She said the funeral had been grand. Michael had spoken beautifully about "Uncle Mose" and given him such a character; said that white and black respected him and were kind to him, and when he had said all that you would think could be said, Harris had taken it up and praised him more.
"En, Miss Pashuns, dem call yo' name too. Bre' Harris say, en de chile of his ole Marster thought dat mutch ob Bre' Mose dat she sen' fo' tell um say she was gwine to give him, a oxen for him to put in a little cart to drive out wid."

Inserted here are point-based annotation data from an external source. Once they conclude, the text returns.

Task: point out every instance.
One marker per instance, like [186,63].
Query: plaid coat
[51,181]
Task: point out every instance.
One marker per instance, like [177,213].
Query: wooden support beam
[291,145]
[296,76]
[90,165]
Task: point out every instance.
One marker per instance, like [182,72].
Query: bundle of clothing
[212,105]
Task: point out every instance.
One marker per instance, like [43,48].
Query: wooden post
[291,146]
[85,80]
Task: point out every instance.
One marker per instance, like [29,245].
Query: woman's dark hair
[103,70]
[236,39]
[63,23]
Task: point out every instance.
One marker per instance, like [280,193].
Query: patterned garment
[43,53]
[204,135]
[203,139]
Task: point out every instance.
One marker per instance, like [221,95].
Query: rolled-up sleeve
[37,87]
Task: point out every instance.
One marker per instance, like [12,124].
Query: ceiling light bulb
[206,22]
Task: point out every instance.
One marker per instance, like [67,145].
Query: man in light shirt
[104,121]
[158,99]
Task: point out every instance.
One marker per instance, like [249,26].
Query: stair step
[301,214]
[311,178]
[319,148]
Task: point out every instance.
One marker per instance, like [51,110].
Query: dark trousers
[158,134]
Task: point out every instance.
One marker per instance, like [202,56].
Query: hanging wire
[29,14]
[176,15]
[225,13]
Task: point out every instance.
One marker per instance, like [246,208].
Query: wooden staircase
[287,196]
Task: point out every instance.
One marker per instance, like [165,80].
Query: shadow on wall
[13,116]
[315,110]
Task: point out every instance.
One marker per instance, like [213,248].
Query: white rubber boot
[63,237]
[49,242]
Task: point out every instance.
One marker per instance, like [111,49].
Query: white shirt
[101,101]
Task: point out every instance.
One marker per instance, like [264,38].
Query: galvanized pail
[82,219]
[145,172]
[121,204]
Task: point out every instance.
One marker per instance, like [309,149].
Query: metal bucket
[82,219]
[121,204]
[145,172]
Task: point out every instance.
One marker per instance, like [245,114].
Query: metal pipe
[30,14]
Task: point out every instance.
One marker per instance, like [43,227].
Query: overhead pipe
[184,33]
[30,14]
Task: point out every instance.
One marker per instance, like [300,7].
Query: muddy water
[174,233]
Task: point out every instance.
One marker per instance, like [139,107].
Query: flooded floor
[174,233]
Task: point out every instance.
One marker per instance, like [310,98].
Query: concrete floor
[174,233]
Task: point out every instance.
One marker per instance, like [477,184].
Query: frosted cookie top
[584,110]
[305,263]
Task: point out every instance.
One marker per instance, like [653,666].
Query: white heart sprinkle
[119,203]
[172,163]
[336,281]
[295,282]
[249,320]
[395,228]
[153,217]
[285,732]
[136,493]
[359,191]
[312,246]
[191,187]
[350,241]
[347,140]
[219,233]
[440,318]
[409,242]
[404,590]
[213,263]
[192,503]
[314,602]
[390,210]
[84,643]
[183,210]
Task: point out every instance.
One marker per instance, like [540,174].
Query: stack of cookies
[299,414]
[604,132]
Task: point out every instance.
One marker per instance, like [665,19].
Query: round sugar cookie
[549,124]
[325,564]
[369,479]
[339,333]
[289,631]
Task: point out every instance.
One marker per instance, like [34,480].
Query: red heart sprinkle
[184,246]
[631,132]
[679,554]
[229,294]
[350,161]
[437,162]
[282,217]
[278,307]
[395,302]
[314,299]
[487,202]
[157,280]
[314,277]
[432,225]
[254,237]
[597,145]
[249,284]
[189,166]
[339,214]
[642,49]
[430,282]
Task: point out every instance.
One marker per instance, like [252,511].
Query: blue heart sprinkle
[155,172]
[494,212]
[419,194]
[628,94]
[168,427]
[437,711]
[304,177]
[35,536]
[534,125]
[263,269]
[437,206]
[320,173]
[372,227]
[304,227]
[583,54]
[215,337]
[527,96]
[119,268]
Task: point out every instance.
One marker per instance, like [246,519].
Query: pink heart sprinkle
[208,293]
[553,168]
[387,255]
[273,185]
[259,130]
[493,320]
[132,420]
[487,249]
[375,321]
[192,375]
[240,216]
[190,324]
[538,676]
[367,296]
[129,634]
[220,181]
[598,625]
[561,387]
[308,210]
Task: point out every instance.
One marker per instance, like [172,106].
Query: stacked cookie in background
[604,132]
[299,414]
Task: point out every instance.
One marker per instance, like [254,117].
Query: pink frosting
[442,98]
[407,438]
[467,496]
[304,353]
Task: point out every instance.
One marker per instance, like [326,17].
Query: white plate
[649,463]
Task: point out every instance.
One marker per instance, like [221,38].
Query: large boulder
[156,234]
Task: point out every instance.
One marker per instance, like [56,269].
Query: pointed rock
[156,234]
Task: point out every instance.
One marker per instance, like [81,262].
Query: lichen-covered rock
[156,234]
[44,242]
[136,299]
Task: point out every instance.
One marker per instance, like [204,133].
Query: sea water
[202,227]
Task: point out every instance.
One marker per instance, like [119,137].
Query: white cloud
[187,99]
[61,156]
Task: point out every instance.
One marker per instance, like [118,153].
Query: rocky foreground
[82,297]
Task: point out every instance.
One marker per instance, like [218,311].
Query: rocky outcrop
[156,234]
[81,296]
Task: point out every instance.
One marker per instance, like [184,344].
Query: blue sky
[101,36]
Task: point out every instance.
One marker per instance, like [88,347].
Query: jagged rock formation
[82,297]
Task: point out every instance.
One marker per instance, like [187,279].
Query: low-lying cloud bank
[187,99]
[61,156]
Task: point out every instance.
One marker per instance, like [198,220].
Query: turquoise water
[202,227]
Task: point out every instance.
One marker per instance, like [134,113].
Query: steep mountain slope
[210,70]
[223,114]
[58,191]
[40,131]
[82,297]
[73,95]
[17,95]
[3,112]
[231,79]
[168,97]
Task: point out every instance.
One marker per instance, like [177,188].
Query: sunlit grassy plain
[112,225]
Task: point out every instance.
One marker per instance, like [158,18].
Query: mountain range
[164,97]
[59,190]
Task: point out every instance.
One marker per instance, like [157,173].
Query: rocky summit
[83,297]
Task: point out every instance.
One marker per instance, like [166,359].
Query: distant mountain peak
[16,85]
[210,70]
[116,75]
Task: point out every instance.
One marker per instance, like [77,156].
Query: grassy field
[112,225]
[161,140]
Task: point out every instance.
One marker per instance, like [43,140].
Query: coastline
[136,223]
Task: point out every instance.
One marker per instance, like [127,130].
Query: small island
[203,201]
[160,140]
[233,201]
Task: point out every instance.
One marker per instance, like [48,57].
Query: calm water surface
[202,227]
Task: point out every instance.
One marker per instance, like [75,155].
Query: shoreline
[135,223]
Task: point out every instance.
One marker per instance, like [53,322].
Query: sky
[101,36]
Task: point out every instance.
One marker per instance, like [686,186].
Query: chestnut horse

Moses had sold his fine pair of oxen some few years back. With the price of one he paid for having a cataract removed from his eyes, and the rest of the money he asked me to keep for him, and it lasted him four years, I think. He would send his grandson, a little boy, down with a note to ask me to send one, or five dollars, as the case might be. Chloe went back to the time about twenty years ago when he planted rice here, when he had always from $300 to $400 in the bank; but his health failed and he had to move away from the plantation to the pineland because the "tissic" was not so bad in the pineland as on the river. It was very touching to hear all she had to say. She wound up by saying why she was so glad that the minister was absent, for she said:—
"Dis preecher don' keer fu' nuthin' but money—dey ain't no money un a funeral, en he jes' hurry thro' en don' hav' no proper preechin', neider talkin' nor singin', let lone prayin', en, Miss Pashuns, he's a black man too, en dat mek it wuss."
"Why," I asked, "does that make it worse?"
"Bekase eberybody kno' mulatta lub money, en dey look fu' dat, but w'en yu see a daa'k complected man, same color 'bout as me, yu don't look fu' dat, kase dat cola' don' lub money like dat."
That was news to me. I did not know that what she called "light-skinned" people were more avaricious than black. I was disposed to argue on the subject, but Chloe was emphatic.
"Nigger get dem fault, 'tis true, but dem don't wushop money." With this high praise for her own special color she said good night.
Jim and Joe Keith have had a tremendous day's work bringing in the hay. The ox wagon has a very long, high rack body, and that was packed just as tight as it could be ten times.
My dear little Scottie dog came and sat very close to me to-day and looked at me with very sad eyes and dribbling badly from the mouth. I am too distressed because that is the way my former little terrier dog's last illness began.